"Not bad, then, is it?" Sue Vertue says of the publicist's hype letter. At the moment, she's talking about how you "Americanize" a show that's already pretty damned American. For months, the Coupling discussion board on the BBC America Web site has been clogged with naysayers posting nasty, doom-saying missives. They're terrified their beloved series will be sanitized--you might even say castrated--for must-see TV; without having seen a single second of the pilot, already they insist NBC has ruined the show by casting American Breckin Meyer (star of NBC's deservedly short-lived Inside Schwartz) and by eliminating its essential "Englishness." They insist that if Friends can run in England as-is, why can't bloody Americans accept their Coupling without the redo. Of hundreds of posts, this one pretty much sums up the attitude of fans on both sides of the Atlantic: "I just know NBC is going to ruin it. I hope Mr. Moffat got a check up front and cashed it."
All of which makes Vertue laugh, as she often does by way of punctuating her sentences.
"If you're going to go to a mass market, I think you probably have to Americanize it," Vertue says. "However successful Friends is over there, Friends picks up only slightly more viewers than we get here, d'ya know what I mean? There's not much difference when you consider how big Friends is over there and how talked about it is over here. American shows still stay on the smaller channels here. They're still never watched by millions of people. 24 was never watched by millions of people--well, millions, but it didn't go on BBC1. I think maybe if the mass audience is going to watch it, to start they want it in their own accent, really. The sexual content isn't changing. That's going as-is."
And change is inevitable, really: The Brit Coupling runs eight minutes longer than American sitcoms, which means it would have to be trimmed regardless. And NBC couldn't pick up Coupling straight from the BBC because there aren't enough episodes to fill out an entire season. See, Britcoms only run for six to nine episodes a season, not two dozen as in the United States. This means one person can write the entire show and preserve his or her vision throughout--and it kind of limits what's available to the American networks when they pick up a show.
"I hate it when I have 12 episodes of something to sell," Cromer says, "but Fawlty Towers is the perfect series, and John Cleese only did two seasons of six episodes. And when you do it this way, the quality of the scripts doesn't suffer. If you're the only writer and wrote 12 episodes, you can say, 'I've said all I have to say and want to move on to a different set of characters.' Luckily, Steven likes these characters and wants to go on to a fourth season."
If anything, this is where Coupling fanatics have every right to worry: NBC will likely have to round up more writers, since Moffat can't do a whole season alone. And, as Universal Television chairman Michael Jackson recently told the London Guardian, American networks do want their imports "more of a gag fest" and less of a farce, which is what Coupling really is beneath its familiar guise.

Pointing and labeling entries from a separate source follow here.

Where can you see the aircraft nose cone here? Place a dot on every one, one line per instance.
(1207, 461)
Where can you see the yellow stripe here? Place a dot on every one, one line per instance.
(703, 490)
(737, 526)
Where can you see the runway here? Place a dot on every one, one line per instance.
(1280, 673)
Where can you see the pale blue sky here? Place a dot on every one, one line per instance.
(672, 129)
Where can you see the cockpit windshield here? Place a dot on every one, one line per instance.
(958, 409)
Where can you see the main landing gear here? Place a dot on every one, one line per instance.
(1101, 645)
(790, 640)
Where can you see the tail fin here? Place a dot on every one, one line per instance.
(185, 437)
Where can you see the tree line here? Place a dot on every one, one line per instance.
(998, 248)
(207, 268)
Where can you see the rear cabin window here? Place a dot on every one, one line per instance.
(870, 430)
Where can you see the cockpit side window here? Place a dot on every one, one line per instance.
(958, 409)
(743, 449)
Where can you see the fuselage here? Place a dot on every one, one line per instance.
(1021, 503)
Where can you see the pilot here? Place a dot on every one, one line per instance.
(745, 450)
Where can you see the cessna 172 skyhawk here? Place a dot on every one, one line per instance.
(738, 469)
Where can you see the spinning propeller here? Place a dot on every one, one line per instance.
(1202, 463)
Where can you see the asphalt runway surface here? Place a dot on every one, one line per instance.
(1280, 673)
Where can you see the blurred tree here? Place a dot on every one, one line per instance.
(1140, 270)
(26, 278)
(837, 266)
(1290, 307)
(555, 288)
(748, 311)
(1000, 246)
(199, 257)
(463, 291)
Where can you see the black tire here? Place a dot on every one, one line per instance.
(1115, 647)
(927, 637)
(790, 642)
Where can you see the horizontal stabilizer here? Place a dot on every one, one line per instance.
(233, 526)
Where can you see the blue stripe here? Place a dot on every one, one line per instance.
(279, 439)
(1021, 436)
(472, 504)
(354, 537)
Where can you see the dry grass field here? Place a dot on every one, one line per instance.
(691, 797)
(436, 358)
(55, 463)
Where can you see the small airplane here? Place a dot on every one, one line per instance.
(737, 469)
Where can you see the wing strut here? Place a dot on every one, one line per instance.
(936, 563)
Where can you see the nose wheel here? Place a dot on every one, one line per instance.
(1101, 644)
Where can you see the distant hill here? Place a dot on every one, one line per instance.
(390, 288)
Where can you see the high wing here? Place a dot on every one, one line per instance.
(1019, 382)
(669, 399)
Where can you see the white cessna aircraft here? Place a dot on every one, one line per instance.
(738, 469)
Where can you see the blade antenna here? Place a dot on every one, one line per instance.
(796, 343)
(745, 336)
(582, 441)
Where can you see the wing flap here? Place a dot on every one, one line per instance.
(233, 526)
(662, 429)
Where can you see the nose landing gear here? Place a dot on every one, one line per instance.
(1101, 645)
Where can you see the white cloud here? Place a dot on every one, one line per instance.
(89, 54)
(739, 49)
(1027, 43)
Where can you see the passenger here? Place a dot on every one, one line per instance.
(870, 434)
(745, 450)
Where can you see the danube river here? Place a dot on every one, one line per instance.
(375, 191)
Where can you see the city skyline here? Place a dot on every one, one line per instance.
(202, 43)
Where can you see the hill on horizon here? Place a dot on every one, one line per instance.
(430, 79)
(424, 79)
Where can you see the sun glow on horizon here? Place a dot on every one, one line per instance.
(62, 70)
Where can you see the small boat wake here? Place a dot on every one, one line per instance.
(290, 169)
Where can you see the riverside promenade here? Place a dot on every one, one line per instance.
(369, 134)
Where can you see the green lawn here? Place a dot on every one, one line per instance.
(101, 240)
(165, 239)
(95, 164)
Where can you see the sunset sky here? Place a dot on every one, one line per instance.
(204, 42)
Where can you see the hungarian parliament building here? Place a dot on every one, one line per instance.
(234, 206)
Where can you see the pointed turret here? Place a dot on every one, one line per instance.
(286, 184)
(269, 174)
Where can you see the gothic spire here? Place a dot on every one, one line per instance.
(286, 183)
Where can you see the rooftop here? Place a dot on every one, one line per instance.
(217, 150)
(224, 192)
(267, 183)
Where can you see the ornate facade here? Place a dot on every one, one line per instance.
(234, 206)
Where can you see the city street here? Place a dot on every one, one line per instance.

"And I don't think it will work if you have eight people sitting around chucking in jokes, because it's not a gag show," Vertue says. "When we were shooting it over there, there was no point in having millions of writers on the floor trying to think of another funny line. You're gonna cut it later anyway. Quite often British series are taken over there and there's no involvement from the British side. They send over the format, and everybody carries on, and it's very hard to know what the nub of a show is if you're just given the show. Because we're so involved in it from this end and Steven's so involved in it, it's easier for us to explain who these people are and what makes them tick. I know this sounds obvious, because if you see the show, you know what makes it tick, but quite often what you have to tell them is all the stuff you tried earlier and we cut out." She laughs. "I think because we're so involved, that's why there's a good chance of it working. And if it doesn't, then this article will come back in my face, right?" Again, Vertue laughs.

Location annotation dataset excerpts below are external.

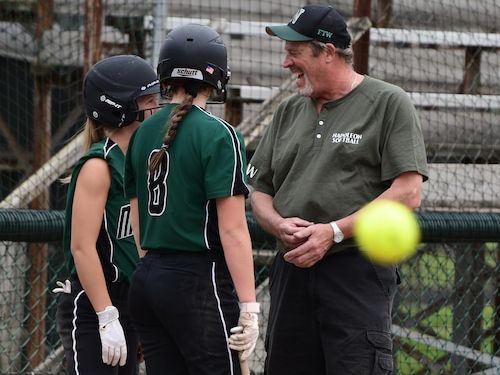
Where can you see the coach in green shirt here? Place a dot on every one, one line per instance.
(343, 141)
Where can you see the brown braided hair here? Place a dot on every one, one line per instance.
(172, 125)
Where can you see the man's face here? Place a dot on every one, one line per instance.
(304, 66)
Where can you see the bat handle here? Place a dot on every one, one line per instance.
(245, 370)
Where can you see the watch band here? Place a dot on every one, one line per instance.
(338, 236)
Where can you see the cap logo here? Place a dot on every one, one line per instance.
(187, 73)
(325, 33)
(297, 15)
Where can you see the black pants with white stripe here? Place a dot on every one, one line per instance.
(330, 319)
(78, 327)
(183, 305)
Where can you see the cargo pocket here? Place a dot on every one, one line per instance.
(382, 342)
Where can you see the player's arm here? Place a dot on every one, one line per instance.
(237, 245)
(134, 221)
(272, 222)
(87, 214)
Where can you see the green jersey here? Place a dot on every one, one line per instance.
(205, 161)
(115, 243)
(325, 166)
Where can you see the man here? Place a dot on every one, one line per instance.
(343, 141)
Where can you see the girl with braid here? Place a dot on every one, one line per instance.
(185, 177)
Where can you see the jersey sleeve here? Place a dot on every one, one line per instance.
(225, 164)
(403, 148)
(129, 177)
(260, 171)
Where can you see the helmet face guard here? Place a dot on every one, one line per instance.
(193, 55)
(112, 86)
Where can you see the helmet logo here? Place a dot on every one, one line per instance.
(109, 101)
(155, 82)
(187, 73)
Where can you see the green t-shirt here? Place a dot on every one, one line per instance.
(323, 167)
(205, 161)
(115, 243)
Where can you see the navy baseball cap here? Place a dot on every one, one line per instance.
(314, 22)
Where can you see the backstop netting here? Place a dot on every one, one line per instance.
(443, 53)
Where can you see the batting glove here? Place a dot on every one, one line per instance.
(114, 347)
(63, 287)
(244, 336)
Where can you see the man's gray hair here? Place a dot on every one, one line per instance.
(346, 53)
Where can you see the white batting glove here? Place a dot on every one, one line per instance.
(63, 287)
(114, 347)
(244, 336)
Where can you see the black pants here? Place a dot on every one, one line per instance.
(331, 319)
(183, 305)
(78, 327)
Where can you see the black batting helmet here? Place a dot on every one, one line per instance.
(112, 85)
(197, 54)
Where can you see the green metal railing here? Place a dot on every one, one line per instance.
(446, 312)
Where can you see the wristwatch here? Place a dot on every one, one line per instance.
(338, 236)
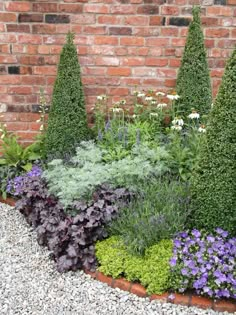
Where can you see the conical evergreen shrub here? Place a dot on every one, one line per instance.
(67, 122)
(193, 80)
(214, 184)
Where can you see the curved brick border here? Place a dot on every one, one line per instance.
(139, 290)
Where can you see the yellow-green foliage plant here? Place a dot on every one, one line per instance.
(152, 270)
(214, 183)
(193, 80)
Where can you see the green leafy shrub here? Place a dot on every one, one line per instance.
(158, 212)
(67, 123)
(193, 81)
(87, 171)
(213, 184)
(152, 270)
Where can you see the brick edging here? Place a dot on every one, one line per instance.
(181, 299)
(139, 290)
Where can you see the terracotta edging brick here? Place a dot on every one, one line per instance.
(139, 290)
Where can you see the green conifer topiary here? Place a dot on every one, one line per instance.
(193, 80)
(214, 184)
(67, 122)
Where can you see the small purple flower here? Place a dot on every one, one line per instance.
(196, 233)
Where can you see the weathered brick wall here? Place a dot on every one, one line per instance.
(120, 44)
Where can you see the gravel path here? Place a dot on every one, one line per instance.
(30, 284)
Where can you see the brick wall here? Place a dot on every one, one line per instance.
(120, 44)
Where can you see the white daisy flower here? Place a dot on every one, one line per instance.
(173, 97)
(160, 94)
(176, 127)
(161, 105)
(178, 121)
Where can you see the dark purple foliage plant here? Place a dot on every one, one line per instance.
(205, 262)
(71, 235)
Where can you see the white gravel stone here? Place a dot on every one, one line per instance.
(30, 284)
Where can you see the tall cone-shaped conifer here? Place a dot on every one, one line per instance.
(67, 122)
(193, 80)
(214, 184)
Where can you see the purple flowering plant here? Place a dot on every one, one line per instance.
(205, 263)
(15, 185)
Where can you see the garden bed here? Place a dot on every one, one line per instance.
(187, 299)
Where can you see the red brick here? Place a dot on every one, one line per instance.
(132, 61)
(8, 59)
(107, 61)
(123, 9)
(7, 38)
(44, 29)
(20, 90)
(156, 20)
(169, 10)
(120, 30)
(45, 7)
(121, 91)
(30, 39)
(28, 117)
(132, 41)
(119, 71)
(96, 8)
(178, 42)
(156, 62)
(15, 126)
(18, 28)
(158, 42)
(169, 31)
(162, 297)
(10, 117)
(30, 18)
(82, 19)
(105, 40)
(10, 79)
(27, 135)
(217, 32)
(148, 9)
(139, 290)
(71, 8)
(49, 70)
(94, 30)
(136, 20)
(105, 279)
(224, 306)
(109, 19)
(21, 6)
(122, 284)
(8, 17)
(180, 299)
(201, 302)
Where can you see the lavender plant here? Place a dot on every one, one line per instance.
(205, 262)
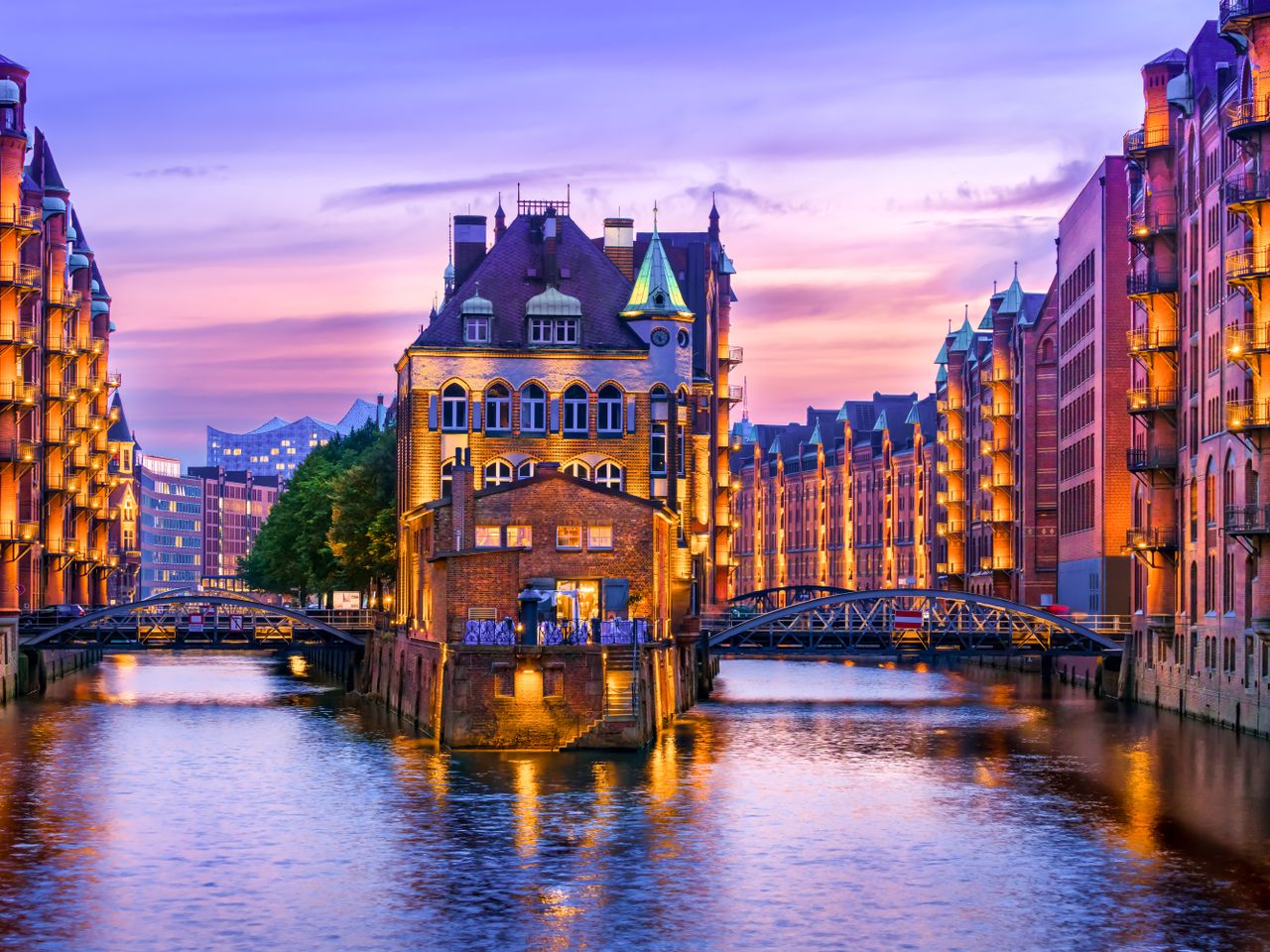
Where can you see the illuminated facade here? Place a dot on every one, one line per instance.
(841, 500)
(996, 508)
(277, 447)
(56, 513)
(1199, 398)
(553, 348)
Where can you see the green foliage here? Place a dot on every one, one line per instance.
(334, 527)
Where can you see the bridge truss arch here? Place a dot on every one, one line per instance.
(164, 621)
(917, 622)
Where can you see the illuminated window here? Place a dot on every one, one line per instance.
(608, 475)
(610, 416)
(453, 409)
(498, 472)
(575, 412)
(498, 408)
(534, 409)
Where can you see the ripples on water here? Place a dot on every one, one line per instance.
(230, 802)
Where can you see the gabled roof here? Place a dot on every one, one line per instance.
(656, 293)
(512, 272)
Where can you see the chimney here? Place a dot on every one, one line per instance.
(468, 245)
(620, 244)
(462, 502)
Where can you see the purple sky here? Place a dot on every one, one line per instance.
(266, 182)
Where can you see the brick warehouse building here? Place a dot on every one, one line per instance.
(839, 500)
(996, 512)
(55, 388)
(553, 348)
(1199, 399)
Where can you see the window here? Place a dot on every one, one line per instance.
(575, 412)
(498, 408)
(476, 330)
(453, 409)
(610, 417)
(534, 409)
(498, 472)
(608, 475)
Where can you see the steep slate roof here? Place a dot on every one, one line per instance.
(593, 280)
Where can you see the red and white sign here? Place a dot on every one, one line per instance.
(908, 619)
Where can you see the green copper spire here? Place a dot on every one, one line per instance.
(656, 293)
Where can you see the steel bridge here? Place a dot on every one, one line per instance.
(920, 624)
(199, 621)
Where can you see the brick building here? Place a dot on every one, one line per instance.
(841, 500)
(1199, 399)
(55, 386)
(996, 402)
(1093, 317)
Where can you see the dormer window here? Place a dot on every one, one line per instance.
(476, 330)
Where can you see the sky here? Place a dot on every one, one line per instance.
(266, 182)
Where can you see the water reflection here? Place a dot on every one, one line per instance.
(236, 801)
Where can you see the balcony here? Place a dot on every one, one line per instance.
(24, 277)
(17, 217)
(1162, 539)
(1152, 281)
(1150, 400)
(1246, 267)
(1247, 521)
(1246, 117)
(1152, 341)
(1146, 225)
(1151, 460)
(1242, 416)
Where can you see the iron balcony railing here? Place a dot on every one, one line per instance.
(1148, 460)
(1153, 281)
(23, 276)
(1152, 341)
(1247, 414)
(1247, 264)
(1152, 539)
(1245, 116)
(1146, 400)
(1247, 520)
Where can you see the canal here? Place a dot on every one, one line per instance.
(234, 802)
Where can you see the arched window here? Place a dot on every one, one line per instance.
(498, 472)
(575, 412)
(498, 409)
(608, 475)
(453, 409)
(534, 409)
(610, 416)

This Brit-to-Yank transition isn't a new phenom; it's a trend now only because American network TV ran out of good ideas around the time Kelsey Grammer had a full head of hair. It dates back decades, to such shows as Till Death Do Us Part and Steptoe and Son, which would evolve into, respectively, All in the Family and Sanford and Son; only now history is starting to repeat itself--like a Swedish porn loop. Already CBS is working on adapting Manchild, a sort of male Sex and the City starring Anthony Stewart Head (Buffy the Vampire Slayer's Giles), while being shopped around is the brilliant and biting mockumentary The Office, in which writer-director Ricky Gervais plays the boorish, racist, sexist, sleazo head of a stationery manufacturer. And depending on who you read, a handful of other shows are awaiting their immigration papers at the docks, from mock-talk shows to Sopranos-like dramas to game shows (do you still want to be a millionaire?) to talent shows, à la American Idol (itself an import known in the U.K. as Pop Idol).